Analytics on clinical and gene expression data to provide risk stratification predictions for cancer subtypes
View/ Open
Keywords
Clinical data ; Genes expression data ; Cancer subtypes discovery ; Cancer subtypes identification ; Survival analysis ; Kaplan Meier curves ; Survival clusteringAbstract
Survival analysis is not only applicable to biomedical problems for time until death estimation
and recent studies have shown that it is a powerful tool for risk stratification that can be used
in various sectors. Survival analysis is a well-established statistical technique and last years
there have been many studies that combined survival analysis with machine learning
algorithms in order to capture non linear relationships among features and to obtain better
performances. The usage of different data modalities has been proven to be effective for the
enhancement of the performance of machine learning models. In this study even though our
main purpose was not a classification task, we utilize two different data modalities (clinical
and genes expression data) for risk stratification of a group of patients with cancer according
to their latent cancer subtypes.

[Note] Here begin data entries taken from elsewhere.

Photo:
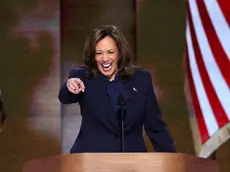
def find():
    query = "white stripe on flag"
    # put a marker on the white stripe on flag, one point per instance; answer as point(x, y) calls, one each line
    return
point(207, 112)
point(218, 82)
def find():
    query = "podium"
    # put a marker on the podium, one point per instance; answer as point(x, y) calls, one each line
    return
point(122, 162)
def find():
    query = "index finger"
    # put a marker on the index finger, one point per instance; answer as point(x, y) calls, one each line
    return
point(81, 85)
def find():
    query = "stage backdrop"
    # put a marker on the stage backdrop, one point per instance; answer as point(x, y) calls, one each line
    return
point(29, 80)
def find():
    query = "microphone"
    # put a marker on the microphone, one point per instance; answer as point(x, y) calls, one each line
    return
point(2, 112)
point(120, 115)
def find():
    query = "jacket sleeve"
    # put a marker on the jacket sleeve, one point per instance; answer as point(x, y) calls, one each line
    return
point(65, 96)
point(155, 127)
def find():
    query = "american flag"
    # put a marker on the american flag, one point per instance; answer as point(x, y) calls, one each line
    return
point(208, 72)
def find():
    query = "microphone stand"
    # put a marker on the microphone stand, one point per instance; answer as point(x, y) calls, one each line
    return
point(121, 116)
point(122, 134)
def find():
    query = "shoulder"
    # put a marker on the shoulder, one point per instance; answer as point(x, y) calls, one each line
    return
point(77, 72)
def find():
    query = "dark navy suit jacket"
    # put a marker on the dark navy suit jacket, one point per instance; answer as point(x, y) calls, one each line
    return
point(99, 132)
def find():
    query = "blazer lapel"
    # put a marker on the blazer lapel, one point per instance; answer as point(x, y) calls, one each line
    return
point(128, 91)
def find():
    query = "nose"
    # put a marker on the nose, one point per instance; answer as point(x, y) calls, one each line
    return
point(105, 57)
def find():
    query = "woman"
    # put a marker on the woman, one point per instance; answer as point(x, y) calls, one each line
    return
point(108, 74)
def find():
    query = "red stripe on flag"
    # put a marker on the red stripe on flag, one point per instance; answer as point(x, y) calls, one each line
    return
point(225, 8)
point(216, 47)
point(198, 113)
point(218, 110)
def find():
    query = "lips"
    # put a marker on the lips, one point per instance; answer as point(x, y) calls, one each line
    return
point(106, 66)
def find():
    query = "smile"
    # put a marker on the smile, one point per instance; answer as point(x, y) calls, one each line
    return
point(106, 66)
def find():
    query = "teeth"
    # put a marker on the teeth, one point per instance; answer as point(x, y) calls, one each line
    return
point(106, 65)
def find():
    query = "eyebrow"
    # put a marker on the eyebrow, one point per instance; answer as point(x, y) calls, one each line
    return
point(107, 50)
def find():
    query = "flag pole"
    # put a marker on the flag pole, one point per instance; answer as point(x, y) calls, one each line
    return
point(135, 30)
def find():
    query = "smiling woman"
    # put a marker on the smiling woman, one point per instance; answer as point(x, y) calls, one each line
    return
point(109, 74)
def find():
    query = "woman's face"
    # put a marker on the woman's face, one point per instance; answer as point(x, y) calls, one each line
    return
point(107, 57)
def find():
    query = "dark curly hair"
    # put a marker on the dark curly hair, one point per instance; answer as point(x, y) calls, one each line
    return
point(126, 68)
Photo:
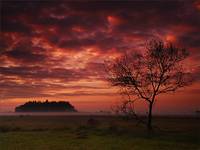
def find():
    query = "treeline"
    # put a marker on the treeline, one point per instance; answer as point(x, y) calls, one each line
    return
point(47, 106)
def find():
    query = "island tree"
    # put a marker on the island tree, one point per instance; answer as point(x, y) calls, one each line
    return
point(144, 76)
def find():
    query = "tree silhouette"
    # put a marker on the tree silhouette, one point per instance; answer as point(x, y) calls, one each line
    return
point(144, 76)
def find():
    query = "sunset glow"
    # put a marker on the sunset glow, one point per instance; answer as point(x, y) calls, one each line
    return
point(56, 50)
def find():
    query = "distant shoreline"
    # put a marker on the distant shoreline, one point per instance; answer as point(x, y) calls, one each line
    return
point(83, 114)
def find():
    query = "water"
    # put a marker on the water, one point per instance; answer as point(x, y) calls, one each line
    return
point(53, 113)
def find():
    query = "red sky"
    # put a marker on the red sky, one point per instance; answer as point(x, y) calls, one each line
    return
point(55, 50)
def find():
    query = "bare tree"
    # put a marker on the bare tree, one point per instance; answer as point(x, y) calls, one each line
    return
point(144, 76)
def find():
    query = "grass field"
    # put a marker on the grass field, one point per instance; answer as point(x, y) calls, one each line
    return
point(99, 133)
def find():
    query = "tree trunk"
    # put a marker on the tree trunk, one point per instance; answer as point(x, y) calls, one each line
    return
point(149, 122)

Firstly, we utilize clinical data to extract features that are
associated with survival time and with the presence or absence of the event of death. Next use
these features selected to identify latent groups between patients and when this is done, we
used the labels as ground truth to identify a subset of survival-associated genes. We tested three
different features selection and dimensionality reduction techniques for genes expression data
to examine if this will cause any differences in our results. We finally applied classifiers to the
genes subset identified, and we tried to predict in which sub cancer group category would a
future patient belong to. Implementing this approach, we expect that the identified subgroups
are biologically meaningful or in other words they differ in terms of survival. The two
contributions of the proposed approach were a) the discovery of a meaningful subset of genes
that are associated with the survival of the patient and b) with the usage of this approach future
patients will be able to be accurately categorized in a survival risk group even if the available
data are not labeled from the very beginning.